Native to the region of Xochimilco, near Mexico City, where they historically had a close relationship with humans ever since we settled in the area. The axolotl nourished both the bodies and souls of people from ancient Mexican civilizations, as it was both revered and eaten.
Axolotls are a type of salamander; they usually measure about 23cm (9in) in length, although some have been found to reach 45cm (18in), and they become sexually mature between the ages of 18 to 24 months. Nonetheless, they are subjects to neoteny; which is to say that axolotls can reach sexual maturity without undergoing a full metamorphosis, imagine if you could hold on to teenage features throughout your life.
As biologist Randal Voss told WIRED, one advantage of neoteny is that “if you don’t undergo this metamorphosis, you’re more likely to reproduce sooner.

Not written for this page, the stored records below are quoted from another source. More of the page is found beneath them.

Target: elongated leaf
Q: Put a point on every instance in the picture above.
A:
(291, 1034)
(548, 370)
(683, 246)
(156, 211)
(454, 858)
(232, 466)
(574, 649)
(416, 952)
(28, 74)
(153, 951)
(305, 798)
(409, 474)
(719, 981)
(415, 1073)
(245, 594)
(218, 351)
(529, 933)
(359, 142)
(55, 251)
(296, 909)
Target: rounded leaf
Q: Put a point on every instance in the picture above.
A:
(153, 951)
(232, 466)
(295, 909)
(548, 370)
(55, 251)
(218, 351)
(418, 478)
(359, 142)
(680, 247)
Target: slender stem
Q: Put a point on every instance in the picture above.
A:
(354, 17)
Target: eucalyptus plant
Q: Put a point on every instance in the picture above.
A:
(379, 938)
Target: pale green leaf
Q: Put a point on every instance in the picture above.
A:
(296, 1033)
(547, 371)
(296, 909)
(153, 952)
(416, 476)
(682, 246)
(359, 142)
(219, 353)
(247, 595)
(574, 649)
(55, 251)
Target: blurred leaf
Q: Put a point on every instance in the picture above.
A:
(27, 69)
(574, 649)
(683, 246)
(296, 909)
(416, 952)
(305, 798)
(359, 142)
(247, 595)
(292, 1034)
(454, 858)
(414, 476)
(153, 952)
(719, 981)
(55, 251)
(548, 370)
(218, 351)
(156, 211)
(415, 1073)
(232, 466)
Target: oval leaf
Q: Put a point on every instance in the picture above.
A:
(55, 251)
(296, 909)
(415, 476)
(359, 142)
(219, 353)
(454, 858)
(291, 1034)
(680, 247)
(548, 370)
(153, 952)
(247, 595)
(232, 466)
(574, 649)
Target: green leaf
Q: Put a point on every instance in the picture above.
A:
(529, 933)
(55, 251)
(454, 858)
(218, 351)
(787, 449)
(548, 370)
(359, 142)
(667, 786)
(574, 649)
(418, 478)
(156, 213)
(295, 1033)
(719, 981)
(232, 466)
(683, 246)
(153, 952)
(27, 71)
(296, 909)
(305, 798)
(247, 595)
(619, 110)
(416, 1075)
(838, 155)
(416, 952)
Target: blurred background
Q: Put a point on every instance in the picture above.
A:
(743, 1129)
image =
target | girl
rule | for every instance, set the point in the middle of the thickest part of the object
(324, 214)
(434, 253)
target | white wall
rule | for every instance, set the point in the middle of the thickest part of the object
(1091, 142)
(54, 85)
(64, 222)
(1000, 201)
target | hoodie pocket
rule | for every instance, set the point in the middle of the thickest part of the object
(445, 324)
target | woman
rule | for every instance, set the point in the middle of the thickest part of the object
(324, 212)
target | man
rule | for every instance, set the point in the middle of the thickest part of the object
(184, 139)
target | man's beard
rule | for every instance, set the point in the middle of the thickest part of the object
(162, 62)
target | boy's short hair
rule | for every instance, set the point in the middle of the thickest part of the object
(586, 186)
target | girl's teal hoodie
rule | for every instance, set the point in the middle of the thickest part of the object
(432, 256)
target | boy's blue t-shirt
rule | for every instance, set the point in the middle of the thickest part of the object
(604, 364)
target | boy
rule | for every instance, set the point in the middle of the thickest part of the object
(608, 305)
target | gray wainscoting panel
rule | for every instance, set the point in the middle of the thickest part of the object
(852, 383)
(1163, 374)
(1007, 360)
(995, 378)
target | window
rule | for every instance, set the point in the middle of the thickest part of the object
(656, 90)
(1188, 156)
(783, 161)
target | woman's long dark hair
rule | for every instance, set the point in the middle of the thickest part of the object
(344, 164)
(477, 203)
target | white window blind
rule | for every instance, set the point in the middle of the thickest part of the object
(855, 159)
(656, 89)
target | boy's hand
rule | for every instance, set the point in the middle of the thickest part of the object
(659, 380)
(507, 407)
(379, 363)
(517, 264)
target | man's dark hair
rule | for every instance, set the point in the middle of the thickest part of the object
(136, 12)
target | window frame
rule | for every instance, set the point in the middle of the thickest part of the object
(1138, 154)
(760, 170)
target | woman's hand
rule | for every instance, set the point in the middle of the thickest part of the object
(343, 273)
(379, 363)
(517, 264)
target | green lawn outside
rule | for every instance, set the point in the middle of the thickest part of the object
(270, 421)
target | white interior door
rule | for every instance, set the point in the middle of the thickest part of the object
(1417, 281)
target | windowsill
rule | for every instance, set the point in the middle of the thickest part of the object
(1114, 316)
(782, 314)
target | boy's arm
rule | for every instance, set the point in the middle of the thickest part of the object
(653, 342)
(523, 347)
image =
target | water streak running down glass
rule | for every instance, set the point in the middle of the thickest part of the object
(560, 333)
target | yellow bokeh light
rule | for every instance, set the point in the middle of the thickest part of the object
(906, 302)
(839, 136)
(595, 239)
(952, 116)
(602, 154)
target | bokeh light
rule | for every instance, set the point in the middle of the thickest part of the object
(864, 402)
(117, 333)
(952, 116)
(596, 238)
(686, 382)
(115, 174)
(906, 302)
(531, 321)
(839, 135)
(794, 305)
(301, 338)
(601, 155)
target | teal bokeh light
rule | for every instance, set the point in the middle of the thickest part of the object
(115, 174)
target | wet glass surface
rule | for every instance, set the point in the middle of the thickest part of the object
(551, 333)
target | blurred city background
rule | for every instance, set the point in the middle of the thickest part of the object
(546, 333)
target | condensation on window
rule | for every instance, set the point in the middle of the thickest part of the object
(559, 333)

You’re already one step ahead”.
So, for example, their limbs remain underdeveloped, their tail is rather a caudal fin, and unlike other salamanders or toads, axolotls keep using their gills and stay in the water, in spite of growing lungs. Therefor it is a “perennibranchiate” salamander. The axolotl’s gills are also quite unusual; did you notice the fancy headdress? Well, that is what they use to breathe underwater.
Rarely, some of them do experience metamorphosis. Then, among many changes, it develops eyelids, and it loses the gills.
Another awesome feature: regeneration. Well, it is not uncommon for amphibians to manage this but axolotls take it further like no other species. They can pretty much regrow any part of their bodies, including spinal cord! And, on top of that, without producing any scar tissue! Professor Stephane Roy, from University of Montreal, has some interesting things to say about this extraordinary capability.
Sad to say, nowadays it may be impossible to find wild axolotls in their natural habitat and they are a critically endangered species. There is hope, though, several organizations are making a conservation effort, maybe someday axolotls could be introduced back in a cleansed habitat and thrive.